Review of ASAs in the Administrative Appeals Tribunal is
unavailable for non-citizens who are not the holder of a valid permanent,
special category or special purpose visa. In 1977, the Hope Royal Commission on
Intelligence and Security specifically considered and recommended against
extending review rights to non-Australian, non-resident visa applicants who
receive prejudicial security assessments.
Whether steps have been put in place and what they are to
ensure that the circumstances that were the subject of consideration by the HRC
[UN Human Rights Committee] will not arise again.
The Attorney-General is the Minister responsible for responding
to adverse views of the United Nations Human Rights Committee (HRC). However, I
am advised that the Government is currently considering its response to the UN
HRC's views in this matter. While the views of the UN HRC are not binding as a
matter of law, they are considered in good faith by the Government, and taken
into account in the interpretation of Australia's obligations under the ICCPR.
The Government has notified the UN HRC that it will respond as soon as possible
to the Committee's views. It is the general practice of the Government not to
publicly comment in detail while considering such views.[3]
Committee response
2.6
The committee thanks the minister for his response.[4]
2.7
However, while the committee acknowledges that security assessments are
an important part of ensuring the safety of Australians, and that ASIO advice
that an individual is a risk to security should be afforded appropriate weight
when considering an individual's suitability for a visa, the committee does not
consider that indefinite detention must automatically follow, or is the only legitimate
option, for genuine refugees the subject of an adverse security assessment (ASA).
2.8
The committee notes that, while the minister's response re-emphasises
the importance of the policy that individuals subject to an ASA be detained in
immigration detention, the response provides no assessment of whether, in the
minister's view, the non-availability of statutory individual review rights for
individuals subject to indefinite detention is compatible with the prohibition
against arbitrary detention.
2.9
Noting the findings of the UN Human Rights Committee (HRC),[5]

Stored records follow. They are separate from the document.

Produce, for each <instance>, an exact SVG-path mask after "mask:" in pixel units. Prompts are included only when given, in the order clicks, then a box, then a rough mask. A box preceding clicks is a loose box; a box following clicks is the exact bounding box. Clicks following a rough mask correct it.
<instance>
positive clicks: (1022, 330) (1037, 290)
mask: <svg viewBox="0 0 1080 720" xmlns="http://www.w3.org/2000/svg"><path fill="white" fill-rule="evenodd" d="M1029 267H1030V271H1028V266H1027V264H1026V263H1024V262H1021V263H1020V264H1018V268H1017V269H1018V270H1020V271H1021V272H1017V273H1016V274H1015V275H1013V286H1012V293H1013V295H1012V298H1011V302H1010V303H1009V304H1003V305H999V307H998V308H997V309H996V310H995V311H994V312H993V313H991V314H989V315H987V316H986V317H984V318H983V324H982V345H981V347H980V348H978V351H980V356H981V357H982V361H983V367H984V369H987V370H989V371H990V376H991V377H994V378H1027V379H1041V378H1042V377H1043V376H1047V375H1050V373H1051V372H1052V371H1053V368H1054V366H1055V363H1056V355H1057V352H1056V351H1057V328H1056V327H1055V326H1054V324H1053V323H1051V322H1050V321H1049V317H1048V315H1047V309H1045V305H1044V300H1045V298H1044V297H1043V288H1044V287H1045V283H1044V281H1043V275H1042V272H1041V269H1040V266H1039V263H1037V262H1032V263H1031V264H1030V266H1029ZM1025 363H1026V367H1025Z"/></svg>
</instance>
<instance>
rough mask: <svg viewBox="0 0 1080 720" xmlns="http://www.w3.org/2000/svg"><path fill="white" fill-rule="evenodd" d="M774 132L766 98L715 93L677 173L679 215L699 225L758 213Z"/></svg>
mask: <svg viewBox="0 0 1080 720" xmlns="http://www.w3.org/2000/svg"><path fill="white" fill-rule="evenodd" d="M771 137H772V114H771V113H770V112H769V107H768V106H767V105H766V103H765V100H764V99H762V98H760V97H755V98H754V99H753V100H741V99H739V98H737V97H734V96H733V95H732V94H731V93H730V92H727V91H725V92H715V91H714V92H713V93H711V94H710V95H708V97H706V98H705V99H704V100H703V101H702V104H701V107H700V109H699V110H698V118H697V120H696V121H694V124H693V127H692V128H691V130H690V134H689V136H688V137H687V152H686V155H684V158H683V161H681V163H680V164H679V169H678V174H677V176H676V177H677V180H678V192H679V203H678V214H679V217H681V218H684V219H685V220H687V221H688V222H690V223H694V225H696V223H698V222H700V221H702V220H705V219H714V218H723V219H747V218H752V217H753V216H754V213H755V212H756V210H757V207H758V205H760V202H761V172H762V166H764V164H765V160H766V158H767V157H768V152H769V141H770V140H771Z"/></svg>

which found that the continued detention of 46 refugees subject to adverse ASIO
security assessments was arbitrary, and amounted to cruel, inhuman or degrading
treatment,[6]
the committee acknowledges the minister's advice that 'it is the general
practice of the Government not to publicly comment in detail while considering
such views'.[7]
While the committee notes that Australia's response to the HRC's communication is
overdue (having been due within 180 days of their publication on 26 July 2013),
the committee will consider that response, and any substantive steps that may
be proposed, with reference to the committee's concerns outlined in relation to
Schedule 3 of the bill.
2.10
The committee welcomes the Government's confirmation of its commitment
to give due weight to the views of the HRC in good faith, which the committee
expects will be reflected in the Government providing strong justification and
detailed reasoning in the event that the HRC's interpretation of the ICCPR, or
specific recommendations, are rejected.
2.11
The committee intends to write to the Attorney-General to request a copy
of the Government’s response to the views of the UN Human Rights Committee in
this case once they have been submitted.
2.12
In light of the minister's advice and the views of the UN HRC, the
committee notes its concern that the amendments in Schedule 3 are likely to be inconsistent
with the ICCPR's prohibition on arbitrary detention and the prohibition on
cruel, inhuman or degrading treatment.